Upstream RPC provider configuration.

#[derive(Debug, Deserialize, Clone)]
pub struct UpstreamConfig {
    pub url: String,
    pub chain_id: Option<u64>,
}

`FirewallConfig`

Policy enforcement configuration.

#[derive(Debug, Deserialize, Clone)]
pub struct FirewallConfig {
    pub mode: FirewallMode,
    pub fail_on_decode_error: bool,
    pub global_limits: Option<GlobalLimits>,
    pub rules: Vec<ContractRule>,
}

`FirewallMode`

Enforcement mode.

#[derive(Debug, Deserialize, Clone, Default)]
#[serde(rename_all = "snake_case")]
pub enum FirewallMode {
    #[default]
    Strict,   // Block violations
    Monitor,  // Log only
}

`GlobalLimits`

Transaction-level limits.

#[derive(Debug, Deserialize, Clone, Default)]
pub struct GlobalLimits {
    pub max_value: Option<U256>,
    pub max_gas_price: Option<U256>,
    pub max_fee_per_gas: Option<U256>,
    pub max_priority_fee_per_gas: Option<U256>,
}

`ContractRule`

Per-contract policy rule.

#[derive(Debug, Deserialize, Clone)]
pub struct ContractRule {
    pub name: String,
    pub contract: Address,
    pub allow_methods: Vec<String>,
    pub arg_constraints: Vec<ArgConstraint>,
}

`ArgConstraint`

Argument value constraint.

#[derive(Debug, Deserialize, Clone)]
pub struct ArgConstraint {
    pub index: usize,
    pub max: U256,
}

Verdict Types

`Verdict`

Result of policy inspection.

#[derive(Debug, Serialize, Clone, PartialEq)]
pub enum Verdict {
    Allowed,
    Blocked { reason: String },
}
 
impl Verdict {
    pub fn blocked(reason: impl Into<String>) -> Self;
    pub fn is_blocked(&self) -> bool;
}

Example:

let verdict = Verdict::blocked("Contract not in allowlist");
assert!(verdict.is_blocked());
 
if let Verdict::Blocked { reason } = verdict {
    println!("Blocked: {}", reason);
}

Receipt Types

`Receipt`

Structured audit log for a transaction attempt.

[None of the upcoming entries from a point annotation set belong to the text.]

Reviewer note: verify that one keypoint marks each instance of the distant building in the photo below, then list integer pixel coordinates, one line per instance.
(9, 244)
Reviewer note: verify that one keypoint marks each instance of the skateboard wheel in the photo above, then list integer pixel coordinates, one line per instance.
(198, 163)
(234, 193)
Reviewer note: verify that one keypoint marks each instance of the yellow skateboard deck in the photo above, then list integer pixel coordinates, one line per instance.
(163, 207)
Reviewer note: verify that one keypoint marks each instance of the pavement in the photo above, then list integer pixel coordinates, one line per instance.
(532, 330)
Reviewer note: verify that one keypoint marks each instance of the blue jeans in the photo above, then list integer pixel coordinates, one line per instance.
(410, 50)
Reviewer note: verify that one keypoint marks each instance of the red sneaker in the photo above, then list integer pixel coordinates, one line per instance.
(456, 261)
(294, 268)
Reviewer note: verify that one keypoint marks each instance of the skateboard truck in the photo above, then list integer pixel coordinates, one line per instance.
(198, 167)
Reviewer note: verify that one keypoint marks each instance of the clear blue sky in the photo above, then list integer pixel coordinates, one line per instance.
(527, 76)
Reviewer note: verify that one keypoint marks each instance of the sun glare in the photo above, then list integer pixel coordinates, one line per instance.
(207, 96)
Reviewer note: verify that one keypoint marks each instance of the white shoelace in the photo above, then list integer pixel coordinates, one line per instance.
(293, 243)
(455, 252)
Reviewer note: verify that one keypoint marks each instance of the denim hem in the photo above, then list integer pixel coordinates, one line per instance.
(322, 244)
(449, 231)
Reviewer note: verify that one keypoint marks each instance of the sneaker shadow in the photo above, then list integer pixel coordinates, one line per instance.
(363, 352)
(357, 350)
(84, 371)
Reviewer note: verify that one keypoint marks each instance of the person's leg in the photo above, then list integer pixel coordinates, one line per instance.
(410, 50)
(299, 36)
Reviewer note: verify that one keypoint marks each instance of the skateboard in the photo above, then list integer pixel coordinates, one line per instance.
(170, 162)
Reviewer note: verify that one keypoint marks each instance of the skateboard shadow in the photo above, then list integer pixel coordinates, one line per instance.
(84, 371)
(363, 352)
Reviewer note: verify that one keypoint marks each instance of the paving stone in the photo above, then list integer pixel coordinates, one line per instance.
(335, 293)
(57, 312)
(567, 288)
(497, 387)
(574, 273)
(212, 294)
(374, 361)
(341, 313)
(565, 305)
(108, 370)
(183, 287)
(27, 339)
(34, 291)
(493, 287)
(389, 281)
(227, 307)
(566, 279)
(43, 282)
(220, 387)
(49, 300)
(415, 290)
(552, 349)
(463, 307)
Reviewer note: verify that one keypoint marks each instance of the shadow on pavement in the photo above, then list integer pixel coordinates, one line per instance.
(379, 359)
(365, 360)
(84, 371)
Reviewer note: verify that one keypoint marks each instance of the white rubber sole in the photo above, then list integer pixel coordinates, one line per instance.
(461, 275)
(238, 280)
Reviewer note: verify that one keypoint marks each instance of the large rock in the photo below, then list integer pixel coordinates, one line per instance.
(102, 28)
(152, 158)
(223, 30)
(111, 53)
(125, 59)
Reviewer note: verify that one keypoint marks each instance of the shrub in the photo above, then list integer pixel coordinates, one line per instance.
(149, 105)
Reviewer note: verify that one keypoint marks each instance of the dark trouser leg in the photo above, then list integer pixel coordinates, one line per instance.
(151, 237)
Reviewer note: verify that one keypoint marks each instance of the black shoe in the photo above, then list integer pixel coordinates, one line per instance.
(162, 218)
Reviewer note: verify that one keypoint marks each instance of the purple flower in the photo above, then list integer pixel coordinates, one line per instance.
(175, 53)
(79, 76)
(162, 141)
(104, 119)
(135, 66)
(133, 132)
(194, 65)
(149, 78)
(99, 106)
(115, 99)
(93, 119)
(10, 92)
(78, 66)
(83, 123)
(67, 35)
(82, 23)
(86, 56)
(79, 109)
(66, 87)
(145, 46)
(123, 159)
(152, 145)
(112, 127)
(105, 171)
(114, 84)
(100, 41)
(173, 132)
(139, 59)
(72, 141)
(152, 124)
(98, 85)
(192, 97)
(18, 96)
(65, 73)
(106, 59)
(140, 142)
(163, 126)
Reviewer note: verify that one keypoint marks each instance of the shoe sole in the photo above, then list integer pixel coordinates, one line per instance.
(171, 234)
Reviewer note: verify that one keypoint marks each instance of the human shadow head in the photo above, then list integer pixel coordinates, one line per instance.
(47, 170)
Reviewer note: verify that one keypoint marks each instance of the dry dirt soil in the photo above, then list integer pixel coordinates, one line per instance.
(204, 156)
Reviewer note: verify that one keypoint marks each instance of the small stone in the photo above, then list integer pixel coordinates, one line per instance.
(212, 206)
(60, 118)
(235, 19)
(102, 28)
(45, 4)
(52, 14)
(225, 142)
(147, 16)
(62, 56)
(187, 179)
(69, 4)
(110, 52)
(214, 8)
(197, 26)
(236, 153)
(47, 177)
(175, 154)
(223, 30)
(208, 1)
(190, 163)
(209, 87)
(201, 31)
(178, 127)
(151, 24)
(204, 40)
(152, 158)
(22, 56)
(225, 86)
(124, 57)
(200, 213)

#[derive(Debug, Serialize, Clone)]
pub struct Receipt {
    pub id: Uuid,
    pub timestamp: DateTime<Utc>,
    pub method: String,
    pub from: Option<Address>,
    pub to: Option<Address>,
    pub value: Option<U256>,
    pub selector: Option<[u8; 4]>,
    pub verdict: Verdict,
    pub tx_hash: Option<B256>,
    pub latency_us: u64,
}
 
impl Receipt {
    pub fn new(method: &str) -> Self;
}

Fields:

Field	Type	Description
`id`	`Uuid`	Unique receipt identifier
`timestamp`	`DateTime<Utc>`	When the attempt occurred
`method`	`String`	`eth_sendTransaction` or `eth_sendRawTransaction`
`from`	`Option<Address>`	Sender address (if available)
`to`	`Option<Address>`	Destination address
`value`	`Option<U256>`	ETH value in wei
`selector`	`Option<[u8; 4]>`	Function selector from calldata
`verdict`	`Verdict`	Policy decision
`tx_hash`	`Option<B256>`	Transaction hash if forwarded
`latency_us`	`u64`	Inspection time in microseconds

JSON-RPC Types

`RpcInput`

Supports both single and batch requests.

#[derive(Debug, Deserialize)]
#[serde(untagged)]
pub enum RpcInput {
    Single(RpcRequest),
    Batch(Vec<RpcRequest>),
}

`RpcRequest`

Single JSON-RPC 2.0 request.

#[derive(Debug, Deserialize, Clone)]
pub struct RpcRequest {
    pub jsonrpc: String,
    pub method: String,
    pub params: Option<RpcParams>,
    pub id: Option<Value>,  // None = notification
}

`RpcParams`

Request parameters (array or object).

#[derive(Debug, Deserialize, Clone)]
#[serde(untagged)]
pub enum RpcParams {
    Array(Vec<Value>),
    Object(serde_json::Map<String, Value>),
}

`RpcResponse`

JSON-RPC 2.0 response.

#[derive(Debug, Serialize)]
pub struct RpcResponse {
    pub jsonrpc: String,
    pub id: Value,
    pub result: Option<Value>,
    pub error: Option<RpcError>,
}
 
impl RpcResponse {
    pub fn success(id: Value, result: Value) -> Self;
    pub fn error(id: Value, code: i32, message: impl Into<String>) -> Self;
    pub fn policy_violation(id: Value, reason: &str) -> Self;
}

`RpcError`

JSON-RPC error object.

#[derive(Debug, Serialize)]
pub struct RpcError {
    pub code: i32,
    pub message: String,
}

Standard error codes:

Code	Meaning
-32000	Railguard policy violation
-32600	Invalid request
-32601	Method not found
-32602	Invalid params
-32603	Internal error

Policy Engine Types

`RuntimePolicy`

Compiled policy optimized for fast lookups.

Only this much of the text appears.